Former premier Vladimír Mečiar's name has also circulated for weeks in connection with the presidency, but officials from Mečiar's HZDS party stated flatly at a press conference on November 10 that Mečiar would not contest the vote. "Mr, Mečiar decided that he would dedicate himself to his work for the HZDS," said HZDS deputy Ivan Gašparovič.

Culture Minister Milan Kňažko, however, said that if Mečiar had decided to throw his hat in the ring, legal investigations of high-level political crimes might have required that Mečiar step out of the race. "I think that by February or March next year he may have other problems than contesting the post of president," Knažko said.

Grigorij Mesežnikov, a political scientist with the Institute for Public Policy, also downplayed the possibility of Mečiar's making an early return to high-level politics. "Mečiar doesn't have required majority and I don't think he would gain it in the upcoming months," he said.
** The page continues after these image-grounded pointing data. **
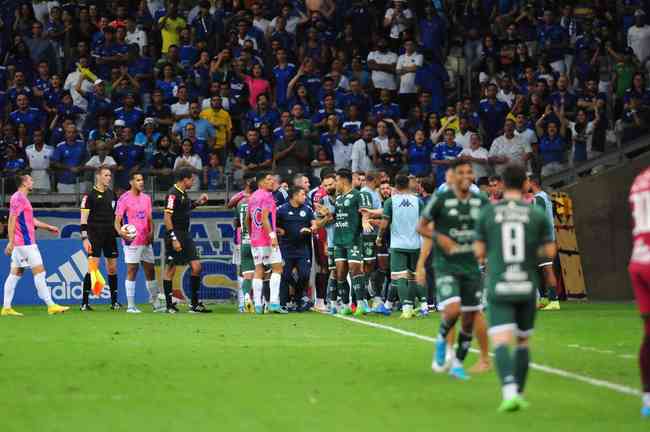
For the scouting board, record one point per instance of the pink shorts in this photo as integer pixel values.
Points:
(640, 276)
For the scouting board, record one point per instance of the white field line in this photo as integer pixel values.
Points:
(619, 388)
(599, 351)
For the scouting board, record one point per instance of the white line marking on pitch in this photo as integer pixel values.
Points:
(599, 351)
(619, 388)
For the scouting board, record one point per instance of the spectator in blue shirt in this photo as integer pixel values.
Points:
(129, 157)
(443, 155)
(68, 159)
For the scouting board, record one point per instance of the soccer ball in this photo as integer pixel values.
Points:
(130, 231)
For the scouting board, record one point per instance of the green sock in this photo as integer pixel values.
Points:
(521, 361)
(359, 287)
(464, 343)
(246, 286)
(344, 291)
(403, 291)
(503, 362)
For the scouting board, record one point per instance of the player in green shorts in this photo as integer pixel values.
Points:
(401, 213)
(348, 253)
(510, 235)
(447, 224)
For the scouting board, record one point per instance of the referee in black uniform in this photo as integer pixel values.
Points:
(98, 233)
(179, 246)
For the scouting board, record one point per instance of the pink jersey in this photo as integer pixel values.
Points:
(25, 232)
(640, 206)
(261, 199)
(136, 210)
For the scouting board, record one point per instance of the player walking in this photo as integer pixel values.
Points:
(179, 245)
(549, 282)
(639, 269)
(134, 207)
(348, 253)
(401, 213)
(22, 248)
(264, 242)
(453, 214)
(510, 235)
(98, 234)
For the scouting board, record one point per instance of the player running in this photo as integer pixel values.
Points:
(548, 288)
(22, 248)
(179, 245)
(401, 213)
(348, 253)
(453, 214)
(639, 269)
(134, 207)
(510, 235)
(98, 234)
(264, 242)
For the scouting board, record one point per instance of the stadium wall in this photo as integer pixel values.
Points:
(66, 263)
(603, 229)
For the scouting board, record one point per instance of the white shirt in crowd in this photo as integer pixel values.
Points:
(480, 170)
(463, 139)
(381, 79)
(180, 108)
(137, 37)
(407, 81)
(362, 154)
(194, 161)
(342, 154)
(39, 162)
(397, 28)
(514, 149)
(638, 38)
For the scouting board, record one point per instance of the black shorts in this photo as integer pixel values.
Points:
(103, 242)
(187, 254)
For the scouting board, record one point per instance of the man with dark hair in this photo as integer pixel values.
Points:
(509, 235)
(295, 223)
(134, 208)
(348, 252)
(23, 250)
(179, 246)
(401, 213)
(447, 223)
(98, 234)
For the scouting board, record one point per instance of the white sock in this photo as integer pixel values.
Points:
(130, 292)
(258, 284)
(42, 289)
(274, 286)
(10, 288)
(509, 391)
(152, 287)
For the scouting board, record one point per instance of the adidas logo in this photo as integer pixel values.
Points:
(67, 282)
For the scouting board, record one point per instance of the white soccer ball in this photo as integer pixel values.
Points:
(130, 230)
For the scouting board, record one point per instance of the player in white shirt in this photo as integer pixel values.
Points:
(39, 156)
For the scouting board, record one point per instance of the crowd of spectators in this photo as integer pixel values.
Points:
(229, 87)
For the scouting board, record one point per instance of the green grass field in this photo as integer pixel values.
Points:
(109, 371)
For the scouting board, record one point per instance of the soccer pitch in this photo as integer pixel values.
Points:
(109, 371)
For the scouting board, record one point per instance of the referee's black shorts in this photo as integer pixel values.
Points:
(103, 241)
(187, 254)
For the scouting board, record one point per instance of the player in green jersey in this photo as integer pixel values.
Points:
(349, 226)
(401, 213)
(447, 224)
(510, 235)
(548, 290)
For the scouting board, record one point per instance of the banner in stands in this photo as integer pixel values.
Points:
(66, 263)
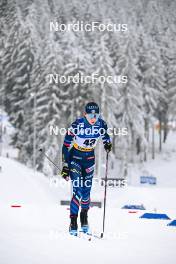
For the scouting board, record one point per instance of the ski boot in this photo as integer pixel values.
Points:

The new law proposal for direct presidential elections was scheduled to be submitted to parliament on November 13, and to be approved by a shortened legislative process. But less than 24 hours before that deadline, coalition legal experts were still hashing out the terms of the law.

According to Ladislav Orosz, chairman of the Parliamentary Constitutional and Legal Committee, significant issues still remained to be solved. "They have not yet agreed on how the president will be dismissed, nor have they specified the laws that would need the president's signature," he said.

Two alternatives for dismissing the head of state were considered. The president could be dismissed either for high treason, based on a verdict of the Constitutional Court, or by a popular vote.

According to SOP legal expert Peter Kresák, the option of having Slovak citizens dismiss their president by public vote was unacceptable. "Nowhere in the world can a president be recalled by referendum," he said.

Another thorny question was whether or not a majority of votes cast were needed to elect the head of state. Although the reformed communist SDĽ party held out for a majority vote, Kresák's SOP team finally carried the day. "In the first round of presidential voting, we will require that candidates take a majority, but if no one wins an outright majority, whoever gets the most votes in the second round will become president," said Kresák.